Not waiting and not on SQL*Net Message from client
July 9, 2010 5 Comments
I’m in the early stages of investigating a performance degradation on 188.8.131.52, just tracing the session at the moment and waiting for it to complete.
This is distilled from a POC for an application persisting generic messages off a message bus.
At the moment, there’s no requirement to query/inspect the messages themselves so they’re being passed down as a BLOB.
I’ve reproduced the problem with a standalone piece of PL/SQL which removes any distractions from the rest of the application tech stack. This will be useful to raise an SR if necessary.
Performance degradation for a collection of 1000 blobs goes from roughly 1-2 seconds on a 184.108.40.206 corporate DB or on 10.2.0.4 on my laptop to currently over 1 hour on 220.127.116.11 corporate DB.

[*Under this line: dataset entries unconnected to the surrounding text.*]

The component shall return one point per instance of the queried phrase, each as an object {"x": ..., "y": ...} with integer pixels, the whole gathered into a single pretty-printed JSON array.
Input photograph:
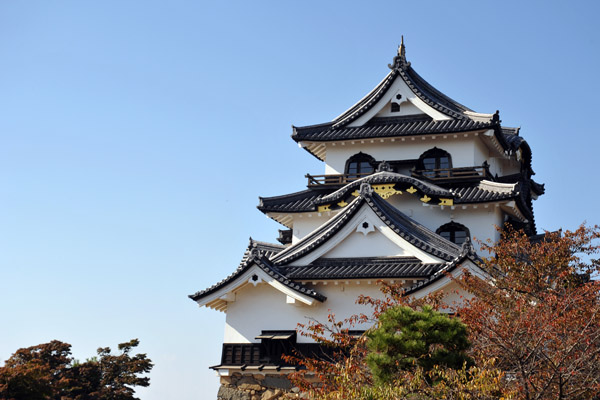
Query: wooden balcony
[
  {"x": 434, "y": 175},
  {"x": 453, "y": 174},
  {"x": 334, "y": 180}
]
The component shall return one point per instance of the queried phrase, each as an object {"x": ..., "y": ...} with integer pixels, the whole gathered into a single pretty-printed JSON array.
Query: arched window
[
  {"x": 435, "y": 159},
  {"x": 456, "y": 233},
  {"x": 360, "y": 165}
]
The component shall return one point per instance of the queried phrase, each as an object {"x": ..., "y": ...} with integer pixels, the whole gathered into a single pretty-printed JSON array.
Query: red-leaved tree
[{"x": 538, "y": 313}]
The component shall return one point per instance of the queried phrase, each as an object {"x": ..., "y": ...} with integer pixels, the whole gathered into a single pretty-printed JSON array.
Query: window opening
[
  {"x": 359, "y": 165},
  {"x": 435, "y": 163}
]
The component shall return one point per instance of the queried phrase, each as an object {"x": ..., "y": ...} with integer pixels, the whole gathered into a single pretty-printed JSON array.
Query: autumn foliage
[
  {"x": 48, "y": 372},
  {"x": 533, "y": 323},
  {"x": 538, "y": 315}
]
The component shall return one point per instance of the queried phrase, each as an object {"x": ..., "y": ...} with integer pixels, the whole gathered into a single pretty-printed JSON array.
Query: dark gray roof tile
[{"x": 363, "y": 268}]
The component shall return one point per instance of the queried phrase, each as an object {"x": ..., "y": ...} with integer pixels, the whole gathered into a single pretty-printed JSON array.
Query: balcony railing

Obviously there are a lot of variations between environments and versions that might account for reasonable differences in performance.
I’ve not yet started investigating any of these differences in settings, parameters, etc but there’s something very bad about this sort of degradation.
Current session wait says that I’ve been waiting on SQL*Net message from client for pretty much all this time. So, a good illustration that this is wait is not always an idle event.
I’ve been a bit dim on this one. I’m NOT waiting on SQL*Net message from client. But I am in a strange place somewhere.
I was being lazy, using Toad to monitor and not looking at the information properly – stupid, stupid, stupid (not that Toad doesn’t display the requisite information properly, just that when you look at things from different perspectives sometimes you miss something that you would have seen when looking at it in a different way).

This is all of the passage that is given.